Local Edge Inference
Fikra Nano 1B (Ternary)
Fikra Nano 1B is our custom-trained, ultra-efficient small language model. Designed specifically for edge devices, it utilizes 1.58-bit ternary quantization to drastically reduce memory usage without destroying semantic reasoning capabilities.
Hugging Face Repositories
While you can use the fikra pip package to interact with Nano easily, advanced developers and researchers can access the raw model weights directly from our Hugging Face repositories to plug into custom backends like vLLM, llama.cpp, or Ollama.
- Base Model (Safetensors): lacesseapp/Fikra-1B-Nano-v0.2
- Quantized (GGUF): lacesseapp/Fikra-1B-Nano-v0.2-GGUF
Running with Llama.cpp
If you prefer using the highly optimized llama.cpp framework, you can download the GGUF version and run it directly in your terminal.

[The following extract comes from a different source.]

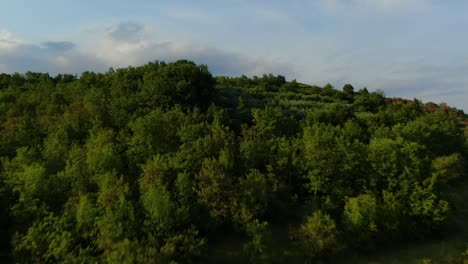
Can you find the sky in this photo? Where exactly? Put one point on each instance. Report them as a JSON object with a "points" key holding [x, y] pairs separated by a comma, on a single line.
{"points": [[407, 48]]}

# Download the model wget https://huggingface.co/lacesseapp/Fikra-1B-Nano-v0.2-GGUF/resolve/main/fikra-1b-nano-v0.2-q4_k_m.gguf # Run via llama.cpp ./main -m fikra-1b-nano-v0.2-q4_k_m.gguf -p "Explain quantum computing simply: " -n 256
Model Details
- Parameters: 1.1 Billion
- Architecture: Llama-based
- Context Window: 2,048 tokens
- RAM Requirement: ~1.2 GB
- License: Apache 2.0